Personal information
- Nationality: Canadian
- Born: 24 September 1988 (age 37) Shawville, Québec
- Weight: 48 kg (106 lb)

Sport
- Sport: Freestyle wrestling
- Club: Dinos Wrestling Club

Medal record
Women's freestyle wrestling
Representing Canada
World Championships
| Bronze medal – third place | 2015 Las Vegas | 48 kg |
Pan American Games
| Gold medal – first place | 2015 Toronto | 48 kg |

= Geneviève Morrison =

Canadian freestyle wrestler

Geneviève Morrison (September 24, 1988) is a Canadian wrestler who wrestles in the 48 kg and 51 kg weight class and has earned gold medals in international competition, including the 2015 Pan American Championships.

== Career ==
Morrison placed first at the Nordhagen Classics in 2012, 2013 and 2015. She earned two gold medals at the FISU World University Championships in 2010 and 2012. She also won a gold medal at the Dave Schultz Memorial in 2012 and bronze medals in 2013 and 2015. In 2015, Morrison won a gold medal in the 48 kg weight class at the 2015 Pan American Championships.
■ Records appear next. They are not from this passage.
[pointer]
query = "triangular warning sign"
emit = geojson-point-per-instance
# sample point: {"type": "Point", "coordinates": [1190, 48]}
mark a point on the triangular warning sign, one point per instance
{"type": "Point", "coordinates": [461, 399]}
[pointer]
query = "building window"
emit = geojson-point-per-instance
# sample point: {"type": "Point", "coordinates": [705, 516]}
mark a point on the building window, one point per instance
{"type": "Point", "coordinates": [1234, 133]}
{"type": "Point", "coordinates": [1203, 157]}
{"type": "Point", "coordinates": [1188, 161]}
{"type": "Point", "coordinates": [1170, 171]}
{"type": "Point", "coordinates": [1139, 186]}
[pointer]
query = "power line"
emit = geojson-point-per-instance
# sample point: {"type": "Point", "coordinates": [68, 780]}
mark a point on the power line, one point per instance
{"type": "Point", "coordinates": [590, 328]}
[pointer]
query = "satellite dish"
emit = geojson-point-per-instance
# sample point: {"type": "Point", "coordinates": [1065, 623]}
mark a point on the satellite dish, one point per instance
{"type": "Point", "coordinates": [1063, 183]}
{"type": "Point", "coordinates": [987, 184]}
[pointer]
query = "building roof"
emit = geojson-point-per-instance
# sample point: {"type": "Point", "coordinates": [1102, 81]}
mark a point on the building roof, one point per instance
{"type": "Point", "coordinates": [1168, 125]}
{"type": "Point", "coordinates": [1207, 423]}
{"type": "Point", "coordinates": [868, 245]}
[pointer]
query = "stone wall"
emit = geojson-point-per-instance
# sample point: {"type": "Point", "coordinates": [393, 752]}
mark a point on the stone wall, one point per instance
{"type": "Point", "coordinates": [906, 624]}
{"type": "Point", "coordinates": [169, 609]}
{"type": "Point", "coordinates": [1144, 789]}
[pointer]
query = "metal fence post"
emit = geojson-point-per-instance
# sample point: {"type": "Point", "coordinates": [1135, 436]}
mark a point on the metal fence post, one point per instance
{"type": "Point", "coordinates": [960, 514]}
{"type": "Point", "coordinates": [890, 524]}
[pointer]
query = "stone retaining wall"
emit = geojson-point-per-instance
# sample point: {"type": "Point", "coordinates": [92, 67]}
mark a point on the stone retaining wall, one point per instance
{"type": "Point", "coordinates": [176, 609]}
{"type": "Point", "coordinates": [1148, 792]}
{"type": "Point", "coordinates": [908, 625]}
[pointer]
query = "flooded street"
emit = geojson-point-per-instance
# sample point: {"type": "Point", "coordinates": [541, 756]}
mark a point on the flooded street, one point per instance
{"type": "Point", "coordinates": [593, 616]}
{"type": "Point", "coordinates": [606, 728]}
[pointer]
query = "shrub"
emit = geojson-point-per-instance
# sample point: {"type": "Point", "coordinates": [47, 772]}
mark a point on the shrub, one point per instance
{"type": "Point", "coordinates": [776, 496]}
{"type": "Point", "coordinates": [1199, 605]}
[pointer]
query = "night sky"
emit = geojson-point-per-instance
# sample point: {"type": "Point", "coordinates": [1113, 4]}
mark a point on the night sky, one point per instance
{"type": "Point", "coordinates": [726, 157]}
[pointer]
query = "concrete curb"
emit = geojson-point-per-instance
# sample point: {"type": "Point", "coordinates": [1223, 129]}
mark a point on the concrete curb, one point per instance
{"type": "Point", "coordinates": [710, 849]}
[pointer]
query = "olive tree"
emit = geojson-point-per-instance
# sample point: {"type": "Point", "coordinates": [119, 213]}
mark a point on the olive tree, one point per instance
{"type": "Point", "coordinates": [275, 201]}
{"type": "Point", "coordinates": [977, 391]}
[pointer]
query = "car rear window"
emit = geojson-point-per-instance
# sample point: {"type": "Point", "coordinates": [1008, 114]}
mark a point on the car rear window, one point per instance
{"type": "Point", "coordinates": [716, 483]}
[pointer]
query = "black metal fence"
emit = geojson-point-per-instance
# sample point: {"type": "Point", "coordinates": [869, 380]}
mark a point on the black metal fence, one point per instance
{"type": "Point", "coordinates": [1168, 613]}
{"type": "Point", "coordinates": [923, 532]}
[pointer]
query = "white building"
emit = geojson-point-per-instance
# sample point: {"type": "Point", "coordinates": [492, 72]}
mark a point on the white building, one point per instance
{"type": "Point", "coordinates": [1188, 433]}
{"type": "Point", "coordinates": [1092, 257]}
Morrison competed at the 2024 Pan American Wrestling Olympic Qualification Tournament held in Acapulco, Mexico hoping to qualify for the 2024 Summer Olympics in Paris, France. She was eliminated in her second match by Yusneylys Guzmán of Cuba. Morrison also competed at the 2024 World Wrestling Olympic Qualification Tournament held in Istanbul, Turkey without qualifying for the Olympics.

She trains at the Dinos Wrestling Club in Calgary, Alberta.